Prevailing Party, Section 1717: Plaintiff Prevails On Breach Of Contract Claims, But Is Denied Entire Attorney’s Fees Request Of $1.38 Million Due To Lack Of Attorney’s Fees Provision In Contract Under Which It Sued

Plaintiff Was Unable To Demonstrate That Later Contract With Fees Provisions Was Applicable To Earlier Contract Under Which It Sued.

        Applied General Agency, Inc. v. Chinese Community Health Plan, Case No. G055669 (4th Dist., Div. 3 February 27, 2019) (unpublished) involved a Plaintiff insurance agency and a Defendant/Cross-Complainant insurance provider who each sued each other for breach of contract claims arising out of two separate contracts between the parties – a single-page 2002 contract which did not provide for attorney’s fees, and a 13-page 2013 contract which allowed for recovery of attorney’s fees in certain circumstances.

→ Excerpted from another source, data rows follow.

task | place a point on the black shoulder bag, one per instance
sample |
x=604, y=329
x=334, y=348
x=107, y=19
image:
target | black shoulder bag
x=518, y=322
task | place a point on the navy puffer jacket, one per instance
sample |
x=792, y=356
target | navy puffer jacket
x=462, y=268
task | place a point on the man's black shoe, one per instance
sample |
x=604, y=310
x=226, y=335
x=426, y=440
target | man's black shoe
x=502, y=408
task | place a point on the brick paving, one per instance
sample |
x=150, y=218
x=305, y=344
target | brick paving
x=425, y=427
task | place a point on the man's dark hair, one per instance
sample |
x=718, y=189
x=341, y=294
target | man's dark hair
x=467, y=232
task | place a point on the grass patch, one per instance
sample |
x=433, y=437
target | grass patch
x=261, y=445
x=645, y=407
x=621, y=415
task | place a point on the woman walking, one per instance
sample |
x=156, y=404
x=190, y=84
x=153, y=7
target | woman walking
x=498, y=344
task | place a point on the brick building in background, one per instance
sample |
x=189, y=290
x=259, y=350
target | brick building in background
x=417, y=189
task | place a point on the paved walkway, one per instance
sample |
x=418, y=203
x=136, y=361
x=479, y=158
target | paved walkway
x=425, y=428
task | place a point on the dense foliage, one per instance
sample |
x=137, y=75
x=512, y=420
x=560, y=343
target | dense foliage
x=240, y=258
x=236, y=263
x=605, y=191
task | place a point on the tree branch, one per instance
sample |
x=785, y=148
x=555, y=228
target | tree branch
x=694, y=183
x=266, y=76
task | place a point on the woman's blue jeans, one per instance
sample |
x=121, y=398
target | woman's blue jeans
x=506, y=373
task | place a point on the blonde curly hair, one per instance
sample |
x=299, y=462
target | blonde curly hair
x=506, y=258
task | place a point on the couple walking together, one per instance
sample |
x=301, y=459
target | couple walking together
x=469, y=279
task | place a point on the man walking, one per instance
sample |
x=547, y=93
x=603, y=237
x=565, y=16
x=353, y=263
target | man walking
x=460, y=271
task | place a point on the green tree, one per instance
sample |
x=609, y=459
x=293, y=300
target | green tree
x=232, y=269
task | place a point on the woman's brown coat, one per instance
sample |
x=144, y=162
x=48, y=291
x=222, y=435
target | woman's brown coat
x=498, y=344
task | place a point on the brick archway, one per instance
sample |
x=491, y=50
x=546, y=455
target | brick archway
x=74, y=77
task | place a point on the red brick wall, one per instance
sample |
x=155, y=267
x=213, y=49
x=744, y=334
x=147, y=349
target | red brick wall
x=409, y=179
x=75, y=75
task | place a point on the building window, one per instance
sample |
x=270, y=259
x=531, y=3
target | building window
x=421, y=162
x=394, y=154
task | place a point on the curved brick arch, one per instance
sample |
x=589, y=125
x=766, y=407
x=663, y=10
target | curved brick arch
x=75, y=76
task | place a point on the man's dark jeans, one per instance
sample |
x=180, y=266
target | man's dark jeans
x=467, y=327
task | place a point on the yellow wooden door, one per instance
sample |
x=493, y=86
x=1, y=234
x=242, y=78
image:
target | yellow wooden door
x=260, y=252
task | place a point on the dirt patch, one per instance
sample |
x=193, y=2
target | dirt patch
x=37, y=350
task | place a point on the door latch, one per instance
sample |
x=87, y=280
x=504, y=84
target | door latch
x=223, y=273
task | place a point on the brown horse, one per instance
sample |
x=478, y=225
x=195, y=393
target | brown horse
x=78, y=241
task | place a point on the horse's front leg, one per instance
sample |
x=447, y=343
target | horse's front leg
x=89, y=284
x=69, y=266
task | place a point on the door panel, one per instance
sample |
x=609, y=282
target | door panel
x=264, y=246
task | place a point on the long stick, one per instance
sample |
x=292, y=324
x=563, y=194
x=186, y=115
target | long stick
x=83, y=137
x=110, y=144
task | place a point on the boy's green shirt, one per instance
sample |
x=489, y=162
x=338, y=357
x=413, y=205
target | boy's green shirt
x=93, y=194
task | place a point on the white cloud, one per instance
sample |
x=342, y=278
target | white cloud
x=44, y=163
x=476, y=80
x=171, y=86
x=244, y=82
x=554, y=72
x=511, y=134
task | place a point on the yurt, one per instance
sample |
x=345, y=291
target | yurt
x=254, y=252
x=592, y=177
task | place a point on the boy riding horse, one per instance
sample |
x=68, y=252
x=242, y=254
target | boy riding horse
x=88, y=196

        Plaintiff sued for breach of contract under the 2002 contract for failure to pay commissions required under the contract. It prevailed at trial, with the jury awarding $265,168.00 of Plaintiff’s $1.3 million requested damages.

        Defendant/Cross-Complainant sued under the 2013 contract asserting causes of action against Plaintiff and its broker for quasi-contract and breach of contract for accepting commission payments without first meeting certain commission payment prerequisites contained in the 2013 contract. On the claim for quasi-contract and restitution, the jury found in favor of Plaintiff and its broker. On the claim for breach of contract, the jury found against Plaintiff but in favor of Plaintiff’s broker. Although prevailing in its breach of contract claim against Plaintiff, Defendant/Cross-Complainant was awarded nothing by the jury.

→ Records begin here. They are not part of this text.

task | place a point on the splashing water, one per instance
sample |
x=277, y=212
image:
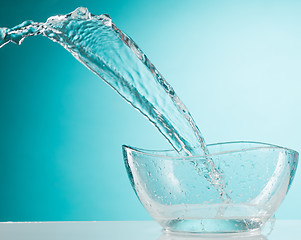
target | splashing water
x=98, y=44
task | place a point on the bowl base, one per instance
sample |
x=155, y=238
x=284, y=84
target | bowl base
x=212, y=225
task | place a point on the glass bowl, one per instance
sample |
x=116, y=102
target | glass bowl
x=177, y=193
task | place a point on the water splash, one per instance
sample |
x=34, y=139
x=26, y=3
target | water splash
x=98, y=44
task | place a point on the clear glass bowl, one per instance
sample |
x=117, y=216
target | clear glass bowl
x=255, y=176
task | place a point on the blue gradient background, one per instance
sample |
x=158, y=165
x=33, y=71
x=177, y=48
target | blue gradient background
x=235, y=64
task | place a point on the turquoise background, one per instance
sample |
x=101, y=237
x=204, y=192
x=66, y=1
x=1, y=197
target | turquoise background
x=235, y=64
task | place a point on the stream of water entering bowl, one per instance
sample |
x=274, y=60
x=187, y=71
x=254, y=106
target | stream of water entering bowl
x=98, y=44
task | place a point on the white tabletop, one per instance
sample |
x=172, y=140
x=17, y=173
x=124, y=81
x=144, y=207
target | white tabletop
x=127, y=230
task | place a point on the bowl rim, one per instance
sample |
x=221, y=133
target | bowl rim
x=263, y=147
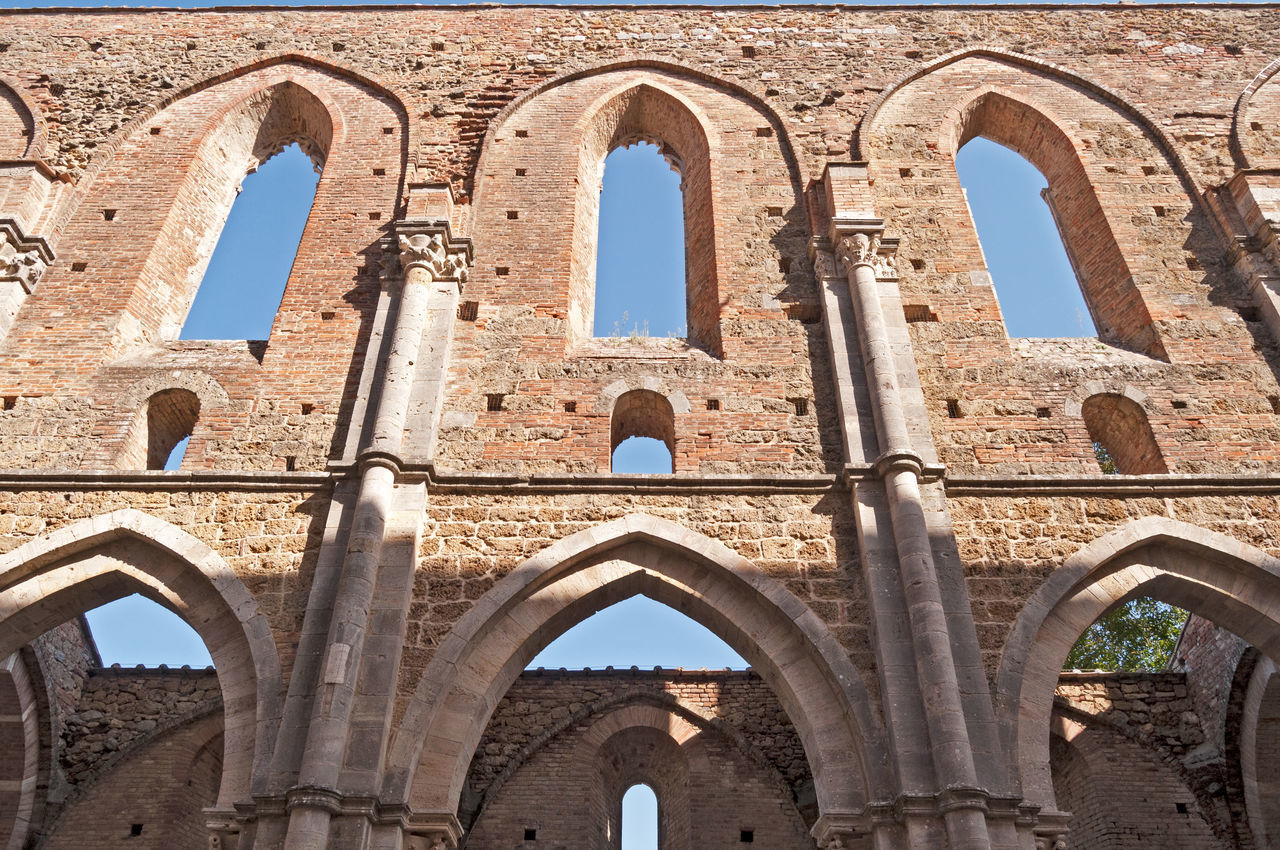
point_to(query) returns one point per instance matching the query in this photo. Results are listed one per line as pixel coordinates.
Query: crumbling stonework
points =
(890, 507)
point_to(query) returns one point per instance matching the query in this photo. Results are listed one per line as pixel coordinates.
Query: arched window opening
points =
(159, 438)
(136, 630)
(658, 124)
(643, 433)
(640, 818)
(1040, 295)
(640, 254)
(1139, 634)
(639, 633)
(1123, 442)
(243, 284)
(1106, 283)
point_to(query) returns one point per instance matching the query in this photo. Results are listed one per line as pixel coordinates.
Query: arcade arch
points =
(785, 641)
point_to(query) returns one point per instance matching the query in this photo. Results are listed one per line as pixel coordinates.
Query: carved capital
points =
(871, 250)
(432, 247)
(22, 259)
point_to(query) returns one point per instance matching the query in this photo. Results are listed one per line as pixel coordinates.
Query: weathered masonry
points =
(890, 507)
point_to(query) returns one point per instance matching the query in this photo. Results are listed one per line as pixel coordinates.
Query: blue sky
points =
(640, 275)
(639, 291)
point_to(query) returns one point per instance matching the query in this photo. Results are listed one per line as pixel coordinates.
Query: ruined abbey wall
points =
(890, 507)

        Following trial, Plaintiff and its broker filed a motion for attorney fees of about $1.38 million. They relied on certain indemnification and arbitration provisions in the 2013 contract to support their request. Disagreeing with their position, the trial court denied their request – explaining that the indemnity provisions on which they relied applied only to third party claims, and that Plaintiff was not the prevailing party on the cross-complaint as the jury had found in favor of Defendant/Cross-Complainant even though awarding no damages.

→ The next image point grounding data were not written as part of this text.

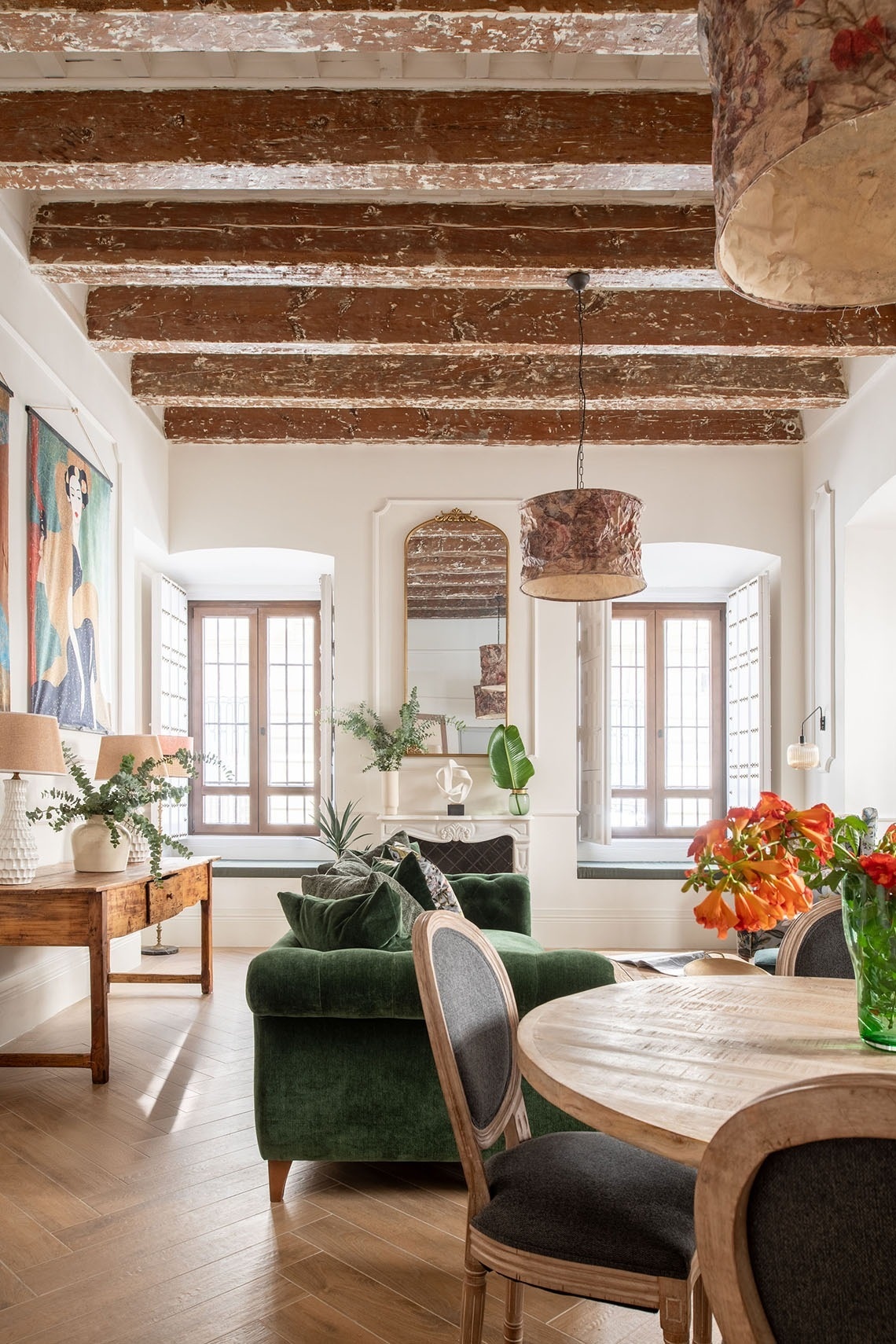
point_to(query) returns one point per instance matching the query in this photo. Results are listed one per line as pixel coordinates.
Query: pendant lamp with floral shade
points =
(803, 148)
(581, 545)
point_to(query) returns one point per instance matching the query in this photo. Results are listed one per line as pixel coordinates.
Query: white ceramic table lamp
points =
(30, 744)
(141, 746)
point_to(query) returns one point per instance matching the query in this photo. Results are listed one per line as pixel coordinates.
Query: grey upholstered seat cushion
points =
(591, 1199)
(821, 1228)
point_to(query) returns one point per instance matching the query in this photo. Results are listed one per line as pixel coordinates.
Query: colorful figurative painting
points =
(4, 546)
(70, 582)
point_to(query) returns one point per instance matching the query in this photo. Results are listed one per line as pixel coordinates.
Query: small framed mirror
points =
(456, 607)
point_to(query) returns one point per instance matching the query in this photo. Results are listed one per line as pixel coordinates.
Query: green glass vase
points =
(869, 922)
(519, 802)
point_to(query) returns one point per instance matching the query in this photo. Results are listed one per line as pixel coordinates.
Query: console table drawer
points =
(178, 891)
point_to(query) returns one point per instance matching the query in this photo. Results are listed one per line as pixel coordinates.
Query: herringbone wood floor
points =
(138, 1211)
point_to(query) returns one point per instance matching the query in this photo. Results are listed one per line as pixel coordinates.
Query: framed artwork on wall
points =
(4, 547)
(70, 582)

        On appeal, the 4/3 DCA disagreed with the trial court’s assessment of the indemnity provisions – finding them broadly worded enough to encompass the direct litigation between the parties. This finding, however, did not assist Plaintiff and its broker because the 4/3 DCA also found the indemnity provisions in the 2013 contract did not apply to the 2002 contract under which Plaintiff sued. The two contracts had been executed nearly 12 years apart, the 2013 contract covered topics not addressed in the 2002 contract, and the 2013 contract made no reference to the 2002 contract – meaning there was no clear and unequivocal reference that the parties meant for the 2002 contract to be incorporated into the 2013 contract. Therefore, no basis was provided for applying Civil Code section 1717 in this matter, or for reversing the trial court’s order.